Neither PICO nor its subsidiaries are parties to any potentially material pending legal proceedings other than the following.

PICO Holdings, Inc:

On August 16, 2011 and August 26, 2011, Ronald Dennis and George Assad, respectively, each filed a shareholder derivative complaint, purportedly on behalf of the Company, against the Company's directors in the Superior Court of California, County of San Diego, (the "Derivative Actions").  The Derivative Actions allege a combination of claims for breach of fiduciary duty, gross mismanagement, contribution and indemnification, abuse of control, waste of corporate assets and unjust enrichment in connection with the May 13, 2011 shareholder advisory vote on the Company's 2010 executive compensation pursuant to the Dodd-Frank Wall Street Reform and Consumer Protection Act and the 2010 executive compensation underlying the vote. The Company removed each of the Derivative Actions to the United States District Court, Southern District of California and filed motions to dismiss each of the Derivative Actions.  The plaintiff in each of the Derivative Actions filed a motion to remand the Derivative Actions to the Superior Court of California, County of San Diego.  On January 6, 2012, the District Court granted in part the Company's motion to dismiss and granted in part plaintiffs' motions to remand, remanding certain claims to the Superior Court of the State of California.  The plaintiffs appealed, and the Company cross-appealed, the federal district courts rulings.  On March 29, 2012, the Superior Court of California stayed the Derivative Actions pending the appeal and cross-appeal in the Ninth Circuit Court of Appeals.    An estimate of the possible range or outcome of this litigation cannot be made.  However, the Company does not believe this litigation will result in a material impact to the consolidated financial statements.
 
  
Fish Springs Ranch, LLC:

The Company’s settlement agreement with the Pyramid Lake Paiute Tribe of Indians relating to the exportation of water from the properties owned by Fish Springs Ranch, LLC is pending ratification by the United States Congress, but we cannot be certain as to when the United States Congress will act on this matter. No material developments occurred relating to this dispute or the settlement agreement during the first three months of 2012.

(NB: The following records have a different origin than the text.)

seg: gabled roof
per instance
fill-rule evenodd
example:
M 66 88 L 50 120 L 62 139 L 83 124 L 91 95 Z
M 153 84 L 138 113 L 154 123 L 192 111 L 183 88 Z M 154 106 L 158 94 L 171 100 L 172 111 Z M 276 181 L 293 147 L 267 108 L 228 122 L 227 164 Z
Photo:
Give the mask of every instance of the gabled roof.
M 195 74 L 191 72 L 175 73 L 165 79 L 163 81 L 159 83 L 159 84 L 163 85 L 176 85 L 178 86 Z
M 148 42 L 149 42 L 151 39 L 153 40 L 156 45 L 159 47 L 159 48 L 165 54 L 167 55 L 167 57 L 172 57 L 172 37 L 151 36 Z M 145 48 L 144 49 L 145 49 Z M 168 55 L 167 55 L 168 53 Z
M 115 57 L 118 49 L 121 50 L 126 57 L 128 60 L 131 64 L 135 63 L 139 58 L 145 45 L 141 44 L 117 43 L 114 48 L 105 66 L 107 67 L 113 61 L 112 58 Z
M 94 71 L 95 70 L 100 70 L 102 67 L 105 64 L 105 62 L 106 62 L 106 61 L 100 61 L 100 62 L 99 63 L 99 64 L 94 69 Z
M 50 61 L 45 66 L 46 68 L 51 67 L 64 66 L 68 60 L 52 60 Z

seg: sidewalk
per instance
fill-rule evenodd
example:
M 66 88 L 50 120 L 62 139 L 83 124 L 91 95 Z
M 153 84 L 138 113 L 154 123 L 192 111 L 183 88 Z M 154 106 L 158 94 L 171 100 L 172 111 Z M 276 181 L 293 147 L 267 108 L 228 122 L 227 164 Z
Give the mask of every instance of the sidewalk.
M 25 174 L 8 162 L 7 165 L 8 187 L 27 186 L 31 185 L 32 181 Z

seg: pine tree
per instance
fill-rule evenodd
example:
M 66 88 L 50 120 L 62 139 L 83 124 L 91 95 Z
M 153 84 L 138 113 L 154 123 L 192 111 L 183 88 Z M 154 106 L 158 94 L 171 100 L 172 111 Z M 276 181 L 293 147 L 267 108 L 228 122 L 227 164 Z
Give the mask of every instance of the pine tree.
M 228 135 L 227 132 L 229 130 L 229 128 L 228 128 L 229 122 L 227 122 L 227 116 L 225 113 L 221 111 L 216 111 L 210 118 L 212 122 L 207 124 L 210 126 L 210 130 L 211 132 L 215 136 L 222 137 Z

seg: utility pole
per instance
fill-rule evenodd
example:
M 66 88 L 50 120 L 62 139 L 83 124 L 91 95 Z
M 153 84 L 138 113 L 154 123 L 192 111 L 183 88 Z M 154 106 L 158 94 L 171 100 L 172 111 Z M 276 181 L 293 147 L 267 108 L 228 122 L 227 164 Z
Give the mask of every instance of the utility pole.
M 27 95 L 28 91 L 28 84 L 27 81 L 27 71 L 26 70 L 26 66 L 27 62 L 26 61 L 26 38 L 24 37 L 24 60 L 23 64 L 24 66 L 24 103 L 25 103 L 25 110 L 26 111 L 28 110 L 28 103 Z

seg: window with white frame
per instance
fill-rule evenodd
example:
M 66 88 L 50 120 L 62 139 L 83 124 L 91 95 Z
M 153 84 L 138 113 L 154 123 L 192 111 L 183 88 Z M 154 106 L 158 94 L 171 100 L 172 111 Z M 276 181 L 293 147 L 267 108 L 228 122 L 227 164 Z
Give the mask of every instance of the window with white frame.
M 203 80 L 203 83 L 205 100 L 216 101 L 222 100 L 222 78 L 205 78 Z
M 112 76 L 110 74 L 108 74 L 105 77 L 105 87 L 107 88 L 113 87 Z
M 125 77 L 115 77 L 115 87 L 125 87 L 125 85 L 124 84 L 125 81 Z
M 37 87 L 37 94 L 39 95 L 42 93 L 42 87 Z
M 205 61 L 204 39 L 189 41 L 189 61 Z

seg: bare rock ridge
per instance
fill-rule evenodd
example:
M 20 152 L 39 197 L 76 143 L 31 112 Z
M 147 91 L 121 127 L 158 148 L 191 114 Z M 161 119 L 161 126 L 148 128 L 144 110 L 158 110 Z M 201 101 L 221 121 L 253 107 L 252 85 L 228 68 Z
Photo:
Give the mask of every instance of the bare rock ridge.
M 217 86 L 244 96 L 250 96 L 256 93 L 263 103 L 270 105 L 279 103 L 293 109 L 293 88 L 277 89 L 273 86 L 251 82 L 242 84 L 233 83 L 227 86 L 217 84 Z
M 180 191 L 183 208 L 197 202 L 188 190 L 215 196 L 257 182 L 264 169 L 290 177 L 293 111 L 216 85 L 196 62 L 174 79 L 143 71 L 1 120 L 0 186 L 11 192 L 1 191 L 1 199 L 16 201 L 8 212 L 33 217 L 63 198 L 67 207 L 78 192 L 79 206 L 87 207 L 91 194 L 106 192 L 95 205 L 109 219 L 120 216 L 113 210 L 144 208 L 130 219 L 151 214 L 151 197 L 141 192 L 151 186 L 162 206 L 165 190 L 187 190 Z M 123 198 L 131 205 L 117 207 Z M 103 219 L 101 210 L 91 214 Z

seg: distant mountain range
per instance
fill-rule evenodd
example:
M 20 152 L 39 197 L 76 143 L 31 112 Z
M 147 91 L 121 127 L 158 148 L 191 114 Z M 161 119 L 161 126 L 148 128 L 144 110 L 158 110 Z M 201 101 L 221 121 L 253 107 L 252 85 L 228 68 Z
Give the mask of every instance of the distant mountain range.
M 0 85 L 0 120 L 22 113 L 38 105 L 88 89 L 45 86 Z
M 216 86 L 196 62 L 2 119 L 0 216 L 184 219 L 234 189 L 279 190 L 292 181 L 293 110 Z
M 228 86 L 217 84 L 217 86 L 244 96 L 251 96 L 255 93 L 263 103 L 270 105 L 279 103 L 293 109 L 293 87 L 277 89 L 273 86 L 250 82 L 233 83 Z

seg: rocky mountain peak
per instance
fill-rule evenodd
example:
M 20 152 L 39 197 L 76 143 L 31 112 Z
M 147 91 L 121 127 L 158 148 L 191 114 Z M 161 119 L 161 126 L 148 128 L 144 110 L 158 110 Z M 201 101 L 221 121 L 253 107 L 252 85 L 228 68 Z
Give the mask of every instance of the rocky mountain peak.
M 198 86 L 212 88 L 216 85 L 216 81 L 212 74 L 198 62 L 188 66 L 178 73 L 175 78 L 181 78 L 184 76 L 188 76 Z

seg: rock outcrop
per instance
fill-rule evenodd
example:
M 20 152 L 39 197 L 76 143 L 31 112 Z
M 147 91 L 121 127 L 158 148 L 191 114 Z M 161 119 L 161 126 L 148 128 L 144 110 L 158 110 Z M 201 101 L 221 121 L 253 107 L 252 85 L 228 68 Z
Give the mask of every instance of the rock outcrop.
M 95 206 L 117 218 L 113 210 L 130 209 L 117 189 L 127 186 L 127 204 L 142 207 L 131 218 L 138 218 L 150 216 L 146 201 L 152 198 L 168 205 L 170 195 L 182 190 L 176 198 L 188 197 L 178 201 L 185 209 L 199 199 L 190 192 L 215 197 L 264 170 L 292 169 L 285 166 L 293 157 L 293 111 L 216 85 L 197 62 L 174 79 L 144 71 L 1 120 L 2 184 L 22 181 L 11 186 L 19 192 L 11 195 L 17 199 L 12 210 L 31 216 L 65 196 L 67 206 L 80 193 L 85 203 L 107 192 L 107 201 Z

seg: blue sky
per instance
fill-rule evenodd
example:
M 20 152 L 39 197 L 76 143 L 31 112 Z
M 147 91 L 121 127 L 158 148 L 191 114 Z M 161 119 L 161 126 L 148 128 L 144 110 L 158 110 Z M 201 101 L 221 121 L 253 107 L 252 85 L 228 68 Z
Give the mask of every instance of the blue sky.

The Company is subject to various other litigation matters that arise in the ordinary course of its business.  Certain of our insurance subsidiaries are frequently a party in claims proceedings and actions regarding insurance coverage, all of which are considered routine and incidental to our business.  Based upon information presently available, management is of the opinion that resolution of such litigation will not likely have a material adverse effect on the consolidated financial position, results of operations, or cash flows of the Company.